Data is the primary driver: Switching to the proposed HOI data (without architecture changes) increased F@5 from 25.54 to 53.64. General multi-view data cannot replace real HOI scenarios where hands grasp and rotate objects.
2D mask completion branch contributes most: Adding it pushed F@5 from 54.53 to 68.95 (+14.4).
Hand features resolve "finger imprints": Without hand features, the model mistakenly completes objects with concave "finger imprints" at contact points.

Highlights & Insights¶

Leveraging 2D mask completion as free supervision for 3D reconstruction: 2D mask completion is a relatively simple task that forces the network to understand interaction boundaries, which then benefits 3D via bi-directional attention.
Weighted cross-attention instead of concatenation: Using \(w_n\) prevents memory explosions for long sequences, a practical trick for feed-forward multi-view reconstruction.
Abandoning VGGT in occlusion: Replacing VGGT with DINOv2 features during the SLat stage because VGGT is unreliable when objects are heavily blocked.

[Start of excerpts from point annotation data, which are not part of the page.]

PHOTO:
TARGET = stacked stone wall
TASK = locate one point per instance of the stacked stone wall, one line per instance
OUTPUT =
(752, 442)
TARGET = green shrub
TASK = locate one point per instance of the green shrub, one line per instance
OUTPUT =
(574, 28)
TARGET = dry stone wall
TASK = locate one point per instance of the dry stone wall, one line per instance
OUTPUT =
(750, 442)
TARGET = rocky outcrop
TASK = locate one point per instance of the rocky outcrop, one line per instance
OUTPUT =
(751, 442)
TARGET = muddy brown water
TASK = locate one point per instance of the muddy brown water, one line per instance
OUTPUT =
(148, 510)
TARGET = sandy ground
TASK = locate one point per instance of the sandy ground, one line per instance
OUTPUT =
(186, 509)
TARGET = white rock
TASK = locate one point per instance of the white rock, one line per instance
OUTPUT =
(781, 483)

Limitations & Future Work¶

The model relies entirely on synthetic data training. While it generalizes well, it is unclear if synthetic grasp (GraspXL) distributions cover all real-world long-tail cases; ⚠️ complex bimanual interactions or deformable objects were not evaluated.
HOT3D evaluation used only 6 short segments (5–15 frames), which might limit statistical robustness.
Pose estimation depends on generated texture quality; if textures are poor, pose accuracy may suffer.

vs EasyHOI: EasyHOI is single-image and serial; the proposed method uses video and a joint 2D/3D feed-forward framework to avoid error accumulation.
vs MagicHOI: MagicHOI uses radiance field optimization (slow, 58 min); this method uses native 3D diffusion to ensure consistency in 1 minute.
vs ReconViaGen / TRELLIS: This work adapts single-image native 3D generation to video HOI occlusion by extending it to a dual-branch architecture and swapping features for better occlusion handling.

Rating¶

Novelty: ⭐⭐⭐⭐⭐ First feed-forward method for HOI video reconstruction; clever dual-branch design.
Experimental Thoroughness: ⭐⭐⭐⭐ Strong results and ablation, though HOT3D sample size is small.
Writing Quality: ⭐⭐⭐⭐ Clear motivation and mechanism descriptions.
Value: ⭐⭐⭐⭐⭐ 100× speedup and large-scale 400k dataset release are highly practical for embodied AI.